Che definizione attribuire, precisamente, al termine “cult band”? Se ne possono dire molte, a seconda di circostanze, punti di vista, umori e buono/cattivo esito di digestione. Cult band, per chi scrive, è quella che riesce a fare di sé, stilisticamente ed esteticamente, una bandiera che possa essere sventolata con orgoglio dai propri fans, in genere non numerosissimi (e già qui la dottrina si divide). Concetto a volte al confine tra contiguità e identità con quello di band di nicchia, ma non è il caso di star qui a gettare le basi di un Devoto-Oli giornalistico musicale. L’attenzione, nella fattispecie, va sulla numerosità dei fans. Posto che siano pochi, è auspicabile, per loro e la band, che rimangano in tal contingente? Può una siffatta band meritare il successo anche fuori dalla sua nicchia e continuare a fregiarsi, quasi come un vino doc, del marchio “cult”? Lo so, perdo tempo prezioso invece di spendere parole su questo mini-LP. Ma è esso proprio la fonte di una simile elucubrazione. Vorrei che un gruppo – sui generis, e sono riduttivo – come i Mariposa fossero sempre una faccenda per pochi. Ascoltatori fortunati, attenti, più o meno consapevoli di esser stati selezionati dai numi del gusto.

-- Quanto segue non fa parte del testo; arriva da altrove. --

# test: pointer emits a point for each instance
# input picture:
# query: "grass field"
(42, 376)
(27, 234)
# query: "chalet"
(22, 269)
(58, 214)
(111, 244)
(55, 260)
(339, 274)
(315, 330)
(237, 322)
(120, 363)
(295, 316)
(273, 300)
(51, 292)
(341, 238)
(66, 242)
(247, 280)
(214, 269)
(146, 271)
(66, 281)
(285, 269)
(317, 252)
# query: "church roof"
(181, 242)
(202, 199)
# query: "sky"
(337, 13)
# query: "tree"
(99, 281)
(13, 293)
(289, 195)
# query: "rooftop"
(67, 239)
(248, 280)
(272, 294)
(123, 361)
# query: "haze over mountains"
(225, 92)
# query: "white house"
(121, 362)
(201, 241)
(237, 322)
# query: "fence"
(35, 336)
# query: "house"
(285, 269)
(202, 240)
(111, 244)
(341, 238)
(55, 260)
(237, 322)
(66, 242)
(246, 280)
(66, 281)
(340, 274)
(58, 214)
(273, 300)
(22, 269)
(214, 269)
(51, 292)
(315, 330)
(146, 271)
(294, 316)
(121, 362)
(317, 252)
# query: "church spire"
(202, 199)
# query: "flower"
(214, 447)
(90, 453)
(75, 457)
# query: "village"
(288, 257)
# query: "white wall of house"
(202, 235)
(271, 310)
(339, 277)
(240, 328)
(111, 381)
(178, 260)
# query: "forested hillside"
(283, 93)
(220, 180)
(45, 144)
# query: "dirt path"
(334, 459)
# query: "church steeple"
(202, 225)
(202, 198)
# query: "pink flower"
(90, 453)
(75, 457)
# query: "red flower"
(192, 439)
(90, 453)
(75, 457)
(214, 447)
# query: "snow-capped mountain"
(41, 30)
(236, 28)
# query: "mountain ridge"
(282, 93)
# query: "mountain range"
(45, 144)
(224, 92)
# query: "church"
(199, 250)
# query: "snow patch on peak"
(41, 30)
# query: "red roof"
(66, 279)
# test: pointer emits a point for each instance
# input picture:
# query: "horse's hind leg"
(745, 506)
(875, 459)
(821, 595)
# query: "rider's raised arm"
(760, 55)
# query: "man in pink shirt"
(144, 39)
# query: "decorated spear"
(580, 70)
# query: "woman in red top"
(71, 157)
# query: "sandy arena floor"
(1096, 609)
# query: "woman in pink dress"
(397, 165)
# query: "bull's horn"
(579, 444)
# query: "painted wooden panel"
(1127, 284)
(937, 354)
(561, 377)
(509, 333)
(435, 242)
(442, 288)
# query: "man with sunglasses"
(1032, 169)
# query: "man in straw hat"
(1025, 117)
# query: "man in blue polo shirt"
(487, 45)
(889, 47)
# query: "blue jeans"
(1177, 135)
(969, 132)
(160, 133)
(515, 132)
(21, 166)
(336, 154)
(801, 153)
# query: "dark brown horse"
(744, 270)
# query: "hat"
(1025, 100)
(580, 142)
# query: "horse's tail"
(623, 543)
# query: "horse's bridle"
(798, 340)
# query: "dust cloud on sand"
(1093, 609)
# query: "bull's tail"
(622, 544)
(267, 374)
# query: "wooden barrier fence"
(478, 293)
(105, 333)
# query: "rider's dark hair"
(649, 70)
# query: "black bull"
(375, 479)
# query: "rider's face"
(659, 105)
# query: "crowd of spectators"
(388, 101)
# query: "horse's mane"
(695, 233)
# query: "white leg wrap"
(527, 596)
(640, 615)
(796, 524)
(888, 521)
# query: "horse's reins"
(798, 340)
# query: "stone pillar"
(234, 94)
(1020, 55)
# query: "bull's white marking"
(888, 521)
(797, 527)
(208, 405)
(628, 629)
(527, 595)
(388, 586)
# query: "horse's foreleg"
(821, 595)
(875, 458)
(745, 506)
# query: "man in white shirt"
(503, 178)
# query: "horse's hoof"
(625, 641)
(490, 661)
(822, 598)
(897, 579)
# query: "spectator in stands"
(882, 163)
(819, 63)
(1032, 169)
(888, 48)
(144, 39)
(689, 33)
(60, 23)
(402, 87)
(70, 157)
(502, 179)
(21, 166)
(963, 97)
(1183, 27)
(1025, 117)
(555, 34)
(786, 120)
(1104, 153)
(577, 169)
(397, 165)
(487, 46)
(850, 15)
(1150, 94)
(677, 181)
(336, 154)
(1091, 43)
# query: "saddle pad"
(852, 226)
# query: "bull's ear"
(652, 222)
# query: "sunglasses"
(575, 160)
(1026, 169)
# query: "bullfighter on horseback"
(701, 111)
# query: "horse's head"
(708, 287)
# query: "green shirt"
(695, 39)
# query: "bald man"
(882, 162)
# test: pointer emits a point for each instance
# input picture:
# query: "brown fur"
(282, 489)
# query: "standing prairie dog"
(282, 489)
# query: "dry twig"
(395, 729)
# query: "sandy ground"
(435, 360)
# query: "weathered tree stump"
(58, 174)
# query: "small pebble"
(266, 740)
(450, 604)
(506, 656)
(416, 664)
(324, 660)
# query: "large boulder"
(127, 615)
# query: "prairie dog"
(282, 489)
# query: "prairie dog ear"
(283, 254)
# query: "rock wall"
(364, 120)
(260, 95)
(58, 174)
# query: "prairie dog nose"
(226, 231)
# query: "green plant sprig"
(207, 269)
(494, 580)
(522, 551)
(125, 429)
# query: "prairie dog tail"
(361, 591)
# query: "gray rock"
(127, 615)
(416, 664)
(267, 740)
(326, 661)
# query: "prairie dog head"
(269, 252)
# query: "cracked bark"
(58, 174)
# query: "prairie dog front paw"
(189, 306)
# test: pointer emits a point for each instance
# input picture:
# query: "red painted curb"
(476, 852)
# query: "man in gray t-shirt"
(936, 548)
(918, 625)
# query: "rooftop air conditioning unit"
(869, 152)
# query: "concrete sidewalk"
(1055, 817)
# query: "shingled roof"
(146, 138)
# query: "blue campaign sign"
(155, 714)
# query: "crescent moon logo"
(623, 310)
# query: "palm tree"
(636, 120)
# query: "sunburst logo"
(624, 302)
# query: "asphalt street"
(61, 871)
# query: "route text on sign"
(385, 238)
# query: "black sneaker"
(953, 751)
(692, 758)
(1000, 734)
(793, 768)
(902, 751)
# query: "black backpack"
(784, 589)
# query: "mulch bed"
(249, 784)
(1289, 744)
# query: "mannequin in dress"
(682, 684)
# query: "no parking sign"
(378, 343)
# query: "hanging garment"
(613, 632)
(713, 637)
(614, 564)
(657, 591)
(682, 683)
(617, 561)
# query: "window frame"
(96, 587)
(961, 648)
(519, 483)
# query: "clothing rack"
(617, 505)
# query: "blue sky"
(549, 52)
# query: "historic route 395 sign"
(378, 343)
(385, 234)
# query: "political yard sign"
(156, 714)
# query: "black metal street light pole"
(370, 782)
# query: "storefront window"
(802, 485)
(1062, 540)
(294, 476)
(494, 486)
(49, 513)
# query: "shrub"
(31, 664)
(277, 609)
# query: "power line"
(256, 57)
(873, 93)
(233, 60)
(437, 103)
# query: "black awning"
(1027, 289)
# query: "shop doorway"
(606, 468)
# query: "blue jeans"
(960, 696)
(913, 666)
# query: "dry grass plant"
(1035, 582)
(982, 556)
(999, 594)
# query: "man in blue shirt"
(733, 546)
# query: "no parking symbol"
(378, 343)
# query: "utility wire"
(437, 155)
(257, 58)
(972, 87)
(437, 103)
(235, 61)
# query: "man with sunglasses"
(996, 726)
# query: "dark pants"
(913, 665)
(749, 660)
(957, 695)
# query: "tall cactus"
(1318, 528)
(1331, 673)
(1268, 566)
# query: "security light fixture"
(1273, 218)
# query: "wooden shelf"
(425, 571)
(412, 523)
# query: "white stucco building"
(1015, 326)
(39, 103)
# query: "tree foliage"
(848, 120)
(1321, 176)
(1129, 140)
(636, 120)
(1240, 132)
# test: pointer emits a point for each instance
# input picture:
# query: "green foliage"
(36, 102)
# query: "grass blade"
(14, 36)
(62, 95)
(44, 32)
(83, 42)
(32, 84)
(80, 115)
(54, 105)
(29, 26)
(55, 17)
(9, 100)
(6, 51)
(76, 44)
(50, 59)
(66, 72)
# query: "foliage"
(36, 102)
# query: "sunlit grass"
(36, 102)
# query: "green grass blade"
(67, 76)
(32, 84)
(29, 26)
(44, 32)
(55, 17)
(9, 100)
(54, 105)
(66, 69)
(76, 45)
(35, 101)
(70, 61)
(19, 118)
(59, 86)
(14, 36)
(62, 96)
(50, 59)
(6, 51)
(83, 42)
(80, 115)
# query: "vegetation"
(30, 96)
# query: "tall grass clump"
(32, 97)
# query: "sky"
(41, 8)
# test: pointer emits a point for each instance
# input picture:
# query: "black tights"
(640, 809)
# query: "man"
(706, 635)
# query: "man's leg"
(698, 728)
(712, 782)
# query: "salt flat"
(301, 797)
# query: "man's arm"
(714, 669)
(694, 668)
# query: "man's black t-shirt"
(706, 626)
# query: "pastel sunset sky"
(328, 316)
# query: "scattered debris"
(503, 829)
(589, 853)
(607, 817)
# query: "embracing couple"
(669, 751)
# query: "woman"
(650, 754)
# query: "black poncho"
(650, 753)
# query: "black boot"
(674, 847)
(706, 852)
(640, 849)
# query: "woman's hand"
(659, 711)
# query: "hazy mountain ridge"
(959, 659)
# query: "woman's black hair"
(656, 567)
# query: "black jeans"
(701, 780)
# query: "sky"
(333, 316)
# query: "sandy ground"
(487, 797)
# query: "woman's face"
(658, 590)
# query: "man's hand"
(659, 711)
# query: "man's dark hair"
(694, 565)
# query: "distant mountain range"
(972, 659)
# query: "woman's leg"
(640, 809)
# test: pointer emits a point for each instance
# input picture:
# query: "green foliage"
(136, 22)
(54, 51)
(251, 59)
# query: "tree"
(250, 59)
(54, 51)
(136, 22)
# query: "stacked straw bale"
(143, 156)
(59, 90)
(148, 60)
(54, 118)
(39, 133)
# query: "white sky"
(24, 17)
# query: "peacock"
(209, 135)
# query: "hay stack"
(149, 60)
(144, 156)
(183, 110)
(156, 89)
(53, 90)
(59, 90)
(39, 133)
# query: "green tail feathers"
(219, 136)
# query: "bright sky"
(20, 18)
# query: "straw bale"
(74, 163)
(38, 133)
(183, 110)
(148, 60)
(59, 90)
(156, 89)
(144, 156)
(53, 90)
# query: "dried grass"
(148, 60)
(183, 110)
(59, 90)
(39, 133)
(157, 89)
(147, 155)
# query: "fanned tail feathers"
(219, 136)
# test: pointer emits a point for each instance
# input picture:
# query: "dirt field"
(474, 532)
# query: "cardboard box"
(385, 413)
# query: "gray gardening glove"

“Domino Dorelli”, l’album dello scorso anno, aveva già in sé i semi perchè i Mariposa germogliassero come gruppo non solo bizzarro e teatralmente sgangherato, ma dotato anche di una sensibilità rock per nulla “di compromesso”, anzi non poco ispirata nel suo – come ci si aspetterebbe da dei fuoriclasse – essere fuori da un qualche preciso “contesto” e in una dimensione marcatamente personale. Ora sono di nuovo tra noi – “già”, vorrei dire, in ossequio a una sorta di “parsimonia” nel concedersi tali “lussi” –, con 4 brani nuovi di zecca che arrivano nel consueto formato ciddì ai soli addetti ai lavori. Sarebbe? Che questi maledetti geni, oltre a inaugurare il catalogo del loro nuovo marchio discografico (“Trovarobato – la famosa etichetta”, nonché termine che i nostri hanno adottato per descrivere la propria attitudine “usa-e-suona” con qualunque cosa capiti loro tra le mani), intraprendono la strada del download-only (in cambio di una copertina non eccelsa, li trovate su naufragati.com, trovarobato.com e timet.org).
Adesso mi ricollego alle riflessioni di cui sopra per domandare: si può non aver ancora provato ad ascoltare i Mariposa? Ci sono in Italia alternative valide al punto da poter fare a meno di questa banda da musica? Si può essere soddisfatti di una “visione” musicale che non li contempli? E quindi, i Mariposa, possono aspirare al contraddittorio rango di “nota cult band” e aun ampio pubblico senza contraddire la genuinità e la qualità del proprio talento artistico?
La risposta è affermativa, decisamente. ‘Servitù Coattiva di Elettrodotto’ vede i nostri assoluti protagonisti di un lungo, “klezmerico” sogno mitteleruropeo in cui – “quello per questo è un sogno” – si materializza dell’inatteso “plasma” sintetici. Vale a dire: anche questo, nel loro già ampio spettro stilistico. E quest’altro ancora, ossia ‘I Bambini Collaterali’: para-electro-noise ossessivo e “riffato”, con la quale vorremmo tanto giocare ma – rispondono – “il pallone non è mio” (e già, volevamo tralasciare i testi di Alessandro Fiori?). E dopo il tiepido interludio acustico de ‘La Luna Ha Molto Tempo da Buttare’, veniamo informati, secondo la consueta nonsense da filastrocca, che ‘è Maturo il Tempo della Rivoluzione’ (sottotitolo de ‘Il Pappagallo’), mirabile saggio di quella che, da questo disco in avanti, riconosceremo come “musica componibile”. A loro, e a nessun altro, il palco delle nostre passioni.